Après l’échec public « Rumba la vie », Franck Dubosc revient avec une comédie policière qui frotte la neige avec le sang. Son meilleur film.
Franck Dubosc : Profession inconnue
Il faudrait lui ouvrir le crâne. Se munir d’instruments de scalpel et procéder à la plus minutieuse des dissections pour comprendre comment ces deux hémisphères de cerveau peuvent cohabiter ensemble. Comment le premier, celui qui dirige l’acteur abonné aux comédies à très faible teneur cinématographique peut aussi paisiblement s’endormir au côté du second, celui qui pilote le talentueux metteur en scène.
Il y a un mystère Dubosc. Une année, il nous agace. L’autre, il nous enchante. Pile, il lasse. Face, il surprend comme au premier jour. Devant ou derrière la caméra, le détail de positionnement est tout sauf anodin. Ce dernier film réalisé en date, Un ours dans le jura, vient prouver que l’un vaut mieux que l’autre, et pour la troisième fois consécutive.
Après deux essais placés sous le signe de la comédie très grand public, le voilà qui vient arpenter les falaises plus escarpées du jura et de l’humour noir. C’est l’histoire de Michel (Franck Dubosc) , un pauvre type, dans une pauvre ville, victime d’un pauvre accident qui peut le rendre très riche. Une mallette d’argent, deux millions d’euros, glisse dans son pick-up. Des trafiquants de drogue rodent dans les bois et veulent la récupérer. Il a la mauvaise idée de mettre sa femme dans le coup : elle se nomme Laura Calamy, et a moins de fibre morale que lui. Il va falloir donner les corps à manger à l’ours du coin, dissimuler toutes ces traces, berner la police locale qui, bien heureusement, est chapeautée par Benoît Poelvoorde.

inspiré et authentique
Dans les premières minutes, l’on songe à Un Plan simple de Sam Raimi ou à Fargo des frères Cohen, mais assez vite les empreintes de pas dans la neige s’effacent, et Dubosc de creuser son propre sillon : bien plus qu’un polar à suspense se présente un film de village et de portraits. L’envie du cinéaste est de mettre en évidence une certaine franchouillardise de son décor, avec son quotidien verglacé, ses routes départementales, sa faune composite (une matrone de club échangiste, un curé cupide, des migrants analphabètes) où tout le monde se connait. Un petit théâtre de la normalité au sein duquel s’agite une galerie de bras cassés, porteuse d’exquises partitions comiques.

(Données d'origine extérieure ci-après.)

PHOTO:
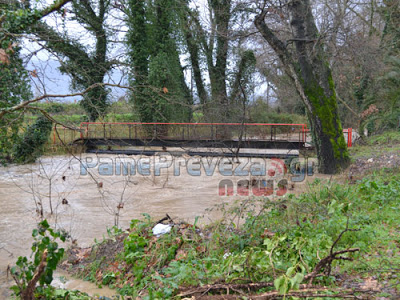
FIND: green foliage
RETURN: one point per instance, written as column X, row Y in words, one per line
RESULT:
column 31, row 145
column 259, row 112
column 45, row 239
column 161, row 94
column 282, row 244
column 14, row 81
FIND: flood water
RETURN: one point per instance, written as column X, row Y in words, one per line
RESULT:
column 94, row 187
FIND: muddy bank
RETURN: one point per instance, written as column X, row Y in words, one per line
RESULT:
column 98, row 197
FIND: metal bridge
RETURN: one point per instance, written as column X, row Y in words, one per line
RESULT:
column 204, row 139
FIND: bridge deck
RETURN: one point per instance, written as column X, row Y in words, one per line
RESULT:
column 186, row 143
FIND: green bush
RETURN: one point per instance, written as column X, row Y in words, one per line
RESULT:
column 31, row 145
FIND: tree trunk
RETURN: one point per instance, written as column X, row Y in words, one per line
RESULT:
column 309, row 69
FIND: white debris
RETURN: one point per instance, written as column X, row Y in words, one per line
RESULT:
column 161, row 229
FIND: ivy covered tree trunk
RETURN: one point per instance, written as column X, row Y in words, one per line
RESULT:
column 308, row 67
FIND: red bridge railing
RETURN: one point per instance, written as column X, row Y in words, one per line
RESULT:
column 194, row 131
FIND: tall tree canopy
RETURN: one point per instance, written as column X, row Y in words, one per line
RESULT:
column 85, row 68
column 161, row 93
column 308, row 67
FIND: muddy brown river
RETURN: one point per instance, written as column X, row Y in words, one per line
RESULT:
column 104, row 190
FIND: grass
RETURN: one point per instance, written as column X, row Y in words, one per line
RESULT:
column 281, row 243
column 389, row 142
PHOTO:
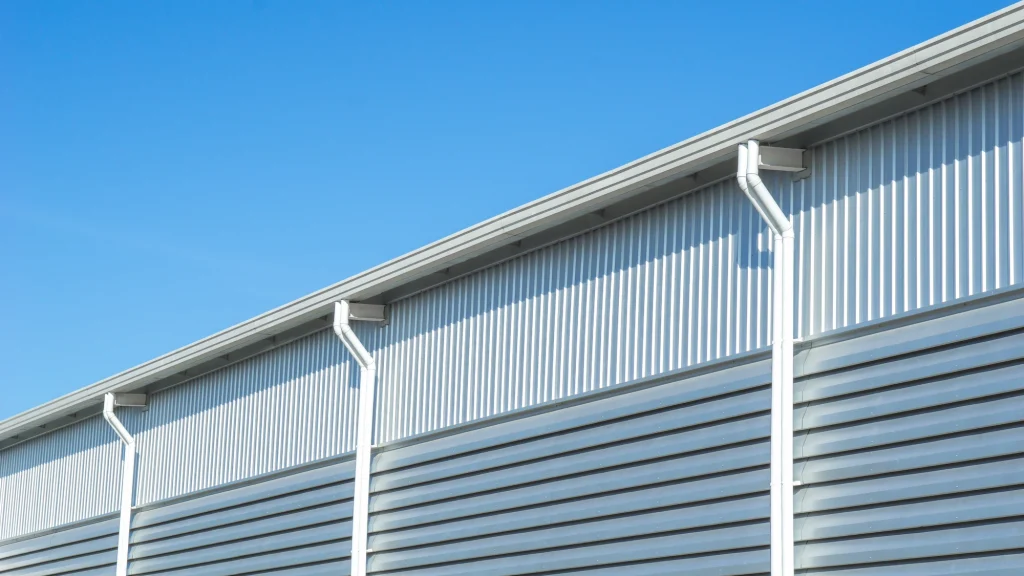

Pas pressée, la caméra du réalisateur prend son temps et installe des dispositifs autour d’eux, pour ensuite s’y lover avec patience et gourmandise. S’y lance un filet humoristique qui ratisse large et bien, de la vanne politiquement incorrect au comique de situations en passant par le malaise qui s’étire jusqu’à l’absurde. Des scènes se créent, s’allongent, rebondissent, et l’on s’étonne, encore, d’y surprendre un vrai metteur en scène derrière, maitre du temps et des silences. Le casting est à l’avenant : Laure Calamy investit l’abatage que se refuse Dubosc, quand Poelvoorde est merveilleux en flic looser, lui aussi sur cette verve contenue qui lui convient mieux que la cavalcade hystérique.

Satire pas assez
Le cœur social pulse dans un pli de corset du récit. Moins par la critique de la salissure transportée par l’argent, que dans la justesse de ses dialogues, le soin pour griffer des marques de réel ; se recroqueville toute une petite galaxie du trivial montagnard qui ramène des cimes un vent de vérité. Laquelle se mêle à un air du tendre : aussi zélés soient ses personnages, il faut les rattraper au vol, leur offrir une porte de sortie à la dérobade, ne pas descendre jusqu’aux tréfonds de la bassesse et de la méchanceté. Certains diront que c’est sa faiblesse, que le trajet de cette famille de pépiniéristes n’interroge jamais le basculement de l’ordinaire vers le mal. Mais Dubosc est comme ça, l’âme peu misanthrope, la plume satiriste encore peut-être un poil trop sage, et le cœur côté sucre plutôt qu’acide sulfurique.
Il y a aussi encore chez lui quelques maladresses, une poignée d’idées insuffisamment poussées (l’idée du sac de sport lors de la première visite de Benoît Poelvoorde chez le couple) et un manque de tenue dans son dernier tiers, enlisé dans la poudreuse d’une intrigue criminelle peu exaltante. Mais la drôlerie opère, et balaie ces scories.
À 61 ans, la chose est maintenant claire comme de la neige : Franck Dubosc est bien avant tout un cinéaste.